Complying with President Donald Trump’s executive order seeking to ban transgender athletes from girls’ and women’s sports would violate Minnesota law, according to the state’s top legal officer.
Attorney General Keith Ellison weighed in on the issue at the request of Erich Martens, executive director of the Minnesota State High School League (MSHSL).
Trump’s executive order gave a 60-day window for athletic associations like the MSHSL to convene and take action to require athletes to compete based on their sex assigned at birth; organizations that don’t comply risk the rescission of federal funds.

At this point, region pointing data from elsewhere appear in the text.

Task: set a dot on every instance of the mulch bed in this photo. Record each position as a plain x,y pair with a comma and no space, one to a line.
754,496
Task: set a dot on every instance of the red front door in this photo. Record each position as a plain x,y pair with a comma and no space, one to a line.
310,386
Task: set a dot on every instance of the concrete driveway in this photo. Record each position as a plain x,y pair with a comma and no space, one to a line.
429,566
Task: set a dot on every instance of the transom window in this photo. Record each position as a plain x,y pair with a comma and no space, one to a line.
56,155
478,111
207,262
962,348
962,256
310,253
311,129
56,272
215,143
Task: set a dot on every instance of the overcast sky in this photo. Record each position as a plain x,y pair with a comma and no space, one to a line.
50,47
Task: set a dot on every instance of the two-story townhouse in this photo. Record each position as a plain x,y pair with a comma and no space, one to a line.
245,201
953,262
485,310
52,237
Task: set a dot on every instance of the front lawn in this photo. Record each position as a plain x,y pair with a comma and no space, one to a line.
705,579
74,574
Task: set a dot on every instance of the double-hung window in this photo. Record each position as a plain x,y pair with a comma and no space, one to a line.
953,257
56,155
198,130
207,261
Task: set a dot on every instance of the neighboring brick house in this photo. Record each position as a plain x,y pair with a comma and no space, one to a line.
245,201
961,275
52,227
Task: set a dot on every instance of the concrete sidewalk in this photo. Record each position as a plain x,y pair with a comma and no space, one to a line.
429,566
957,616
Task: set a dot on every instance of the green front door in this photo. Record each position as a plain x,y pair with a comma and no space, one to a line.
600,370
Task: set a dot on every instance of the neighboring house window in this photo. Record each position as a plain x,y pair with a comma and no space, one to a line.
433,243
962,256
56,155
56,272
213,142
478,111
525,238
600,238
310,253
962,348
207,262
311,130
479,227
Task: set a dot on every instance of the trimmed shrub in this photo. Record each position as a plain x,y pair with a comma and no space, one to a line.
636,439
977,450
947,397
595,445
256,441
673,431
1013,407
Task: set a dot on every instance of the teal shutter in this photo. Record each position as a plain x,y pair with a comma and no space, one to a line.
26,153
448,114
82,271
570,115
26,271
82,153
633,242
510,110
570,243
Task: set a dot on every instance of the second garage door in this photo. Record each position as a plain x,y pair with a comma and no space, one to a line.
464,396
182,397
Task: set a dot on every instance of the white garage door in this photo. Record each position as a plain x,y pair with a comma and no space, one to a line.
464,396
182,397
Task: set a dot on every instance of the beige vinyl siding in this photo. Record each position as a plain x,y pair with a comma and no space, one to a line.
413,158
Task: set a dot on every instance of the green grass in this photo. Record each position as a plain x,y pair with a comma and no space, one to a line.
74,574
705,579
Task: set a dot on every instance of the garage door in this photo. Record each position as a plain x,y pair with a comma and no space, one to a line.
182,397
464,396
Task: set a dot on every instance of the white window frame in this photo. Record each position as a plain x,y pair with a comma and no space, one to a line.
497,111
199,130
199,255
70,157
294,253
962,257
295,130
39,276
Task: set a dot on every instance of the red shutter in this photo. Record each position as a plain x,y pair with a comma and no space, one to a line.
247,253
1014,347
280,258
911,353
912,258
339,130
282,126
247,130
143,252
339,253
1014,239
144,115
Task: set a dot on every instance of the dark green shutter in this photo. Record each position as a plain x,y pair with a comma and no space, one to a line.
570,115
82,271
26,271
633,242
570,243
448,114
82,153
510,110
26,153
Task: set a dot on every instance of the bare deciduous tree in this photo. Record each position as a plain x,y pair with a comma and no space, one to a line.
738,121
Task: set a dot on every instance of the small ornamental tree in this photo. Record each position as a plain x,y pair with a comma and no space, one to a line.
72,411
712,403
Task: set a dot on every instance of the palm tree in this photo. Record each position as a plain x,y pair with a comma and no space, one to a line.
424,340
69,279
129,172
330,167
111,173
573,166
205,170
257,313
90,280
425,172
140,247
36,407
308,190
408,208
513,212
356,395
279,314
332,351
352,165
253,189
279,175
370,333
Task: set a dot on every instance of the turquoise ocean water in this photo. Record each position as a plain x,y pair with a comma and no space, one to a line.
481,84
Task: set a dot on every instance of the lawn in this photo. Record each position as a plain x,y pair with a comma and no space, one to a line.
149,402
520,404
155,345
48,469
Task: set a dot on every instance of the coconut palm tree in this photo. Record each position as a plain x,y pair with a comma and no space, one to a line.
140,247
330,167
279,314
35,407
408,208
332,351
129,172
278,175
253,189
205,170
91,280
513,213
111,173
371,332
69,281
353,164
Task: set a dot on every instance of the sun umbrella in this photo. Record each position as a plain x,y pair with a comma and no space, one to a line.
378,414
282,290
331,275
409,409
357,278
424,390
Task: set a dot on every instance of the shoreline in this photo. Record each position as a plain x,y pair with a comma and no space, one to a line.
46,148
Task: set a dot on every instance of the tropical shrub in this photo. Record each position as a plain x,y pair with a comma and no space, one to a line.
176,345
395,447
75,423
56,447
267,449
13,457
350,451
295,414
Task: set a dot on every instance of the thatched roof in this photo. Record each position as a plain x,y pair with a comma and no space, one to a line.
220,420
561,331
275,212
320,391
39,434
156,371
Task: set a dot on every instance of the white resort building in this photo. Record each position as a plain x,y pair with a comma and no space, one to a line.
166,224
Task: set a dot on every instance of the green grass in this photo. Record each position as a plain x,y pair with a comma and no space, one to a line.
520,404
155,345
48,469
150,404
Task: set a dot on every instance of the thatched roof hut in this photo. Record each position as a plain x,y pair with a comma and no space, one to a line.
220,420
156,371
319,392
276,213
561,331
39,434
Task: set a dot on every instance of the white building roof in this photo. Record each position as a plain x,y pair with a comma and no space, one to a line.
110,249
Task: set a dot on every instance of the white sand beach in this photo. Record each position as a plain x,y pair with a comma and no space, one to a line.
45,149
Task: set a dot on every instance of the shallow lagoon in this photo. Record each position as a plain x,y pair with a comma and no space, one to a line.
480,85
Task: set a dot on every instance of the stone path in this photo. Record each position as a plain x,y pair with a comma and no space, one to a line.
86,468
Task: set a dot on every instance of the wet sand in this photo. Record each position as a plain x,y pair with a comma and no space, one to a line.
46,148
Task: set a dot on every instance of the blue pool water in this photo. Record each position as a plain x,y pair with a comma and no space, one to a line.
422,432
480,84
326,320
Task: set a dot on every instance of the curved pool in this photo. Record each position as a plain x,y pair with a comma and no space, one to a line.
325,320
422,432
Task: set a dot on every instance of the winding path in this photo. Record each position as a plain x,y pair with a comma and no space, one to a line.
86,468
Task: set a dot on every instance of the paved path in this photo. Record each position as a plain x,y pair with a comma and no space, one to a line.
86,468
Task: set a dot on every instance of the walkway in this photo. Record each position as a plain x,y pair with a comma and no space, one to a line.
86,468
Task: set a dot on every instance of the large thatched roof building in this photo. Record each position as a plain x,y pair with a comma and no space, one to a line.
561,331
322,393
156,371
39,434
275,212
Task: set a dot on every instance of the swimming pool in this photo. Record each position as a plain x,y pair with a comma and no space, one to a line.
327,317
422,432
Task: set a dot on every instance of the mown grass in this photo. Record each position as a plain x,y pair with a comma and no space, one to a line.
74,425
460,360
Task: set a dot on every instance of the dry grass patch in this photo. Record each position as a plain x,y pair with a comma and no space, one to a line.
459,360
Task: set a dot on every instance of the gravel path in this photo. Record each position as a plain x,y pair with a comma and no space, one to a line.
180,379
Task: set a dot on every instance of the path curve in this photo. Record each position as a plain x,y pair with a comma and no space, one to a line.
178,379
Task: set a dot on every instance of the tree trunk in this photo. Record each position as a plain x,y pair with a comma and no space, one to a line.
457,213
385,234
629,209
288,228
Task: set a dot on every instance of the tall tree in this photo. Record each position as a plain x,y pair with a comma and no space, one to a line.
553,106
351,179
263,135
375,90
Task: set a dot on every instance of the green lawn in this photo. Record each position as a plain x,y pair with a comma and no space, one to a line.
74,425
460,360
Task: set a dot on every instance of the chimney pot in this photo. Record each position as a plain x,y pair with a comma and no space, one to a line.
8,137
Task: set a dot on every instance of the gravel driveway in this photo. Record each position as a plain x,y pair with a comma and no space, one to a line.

In the days following that order, the MSHSL said it would abide by its existing policy of allowing athletes to participate according to their gender identity and would “seek clarification and direction from the state” on how Trump’s directive interplays with the Minnesota Human Rights Act.
In his reply to the MSHSL, Ellison analyzed two key issues: whether Trump’s order supersedes Minnesota law and whether the MSHSL would violate state law by following the directive.
Ellison concluded Trump’s executive order does not supersede state law because it was “not issued pursuant to a statutory mandate or express delegation of authority from Congress” and “does not have the force of law.”
The attorney general further concluded that following Trump’s order would violate the Minnesota Human Rights Act (MHRA), which prohibits discrimination in educational programs based on a person’s gender identity.
“An educational institution violates the MHRA by discriminating in any manner in the services or benefits it offers a student because of the student’s gender identity,” Ellison wrote. “This includes prohibiting transgender student athletes from participating in extracurricular activities, as such a practice inherently separates and segregates transgender student athletes from other student athletes based solely on their gender identity.”
When asked for comment, an MSHSL spokesperson acknowledged the organization had received Ellison’s advisory opinion but did not say how it would proceed.
Earlier this week, the Minnesota House Education Policy Committee heard a Republican bill to ban transgender participation in girls’ sports.
The original version of the bill, called the Preserving Girls’ Sports Act, would have required female student-athletes to provide a signed doctor’s statement confirming their sex based on their “reproductive anatomy,” “naturally occurring level of testosterone,” or “an analysis of the student’s chromosomes.”
The U.S. Department of Education’s Office for Civil Rights said last week it would begin investigating the MSHSL and the California Interscholastic Foundation, which both stated they would allow transgender participation in sports.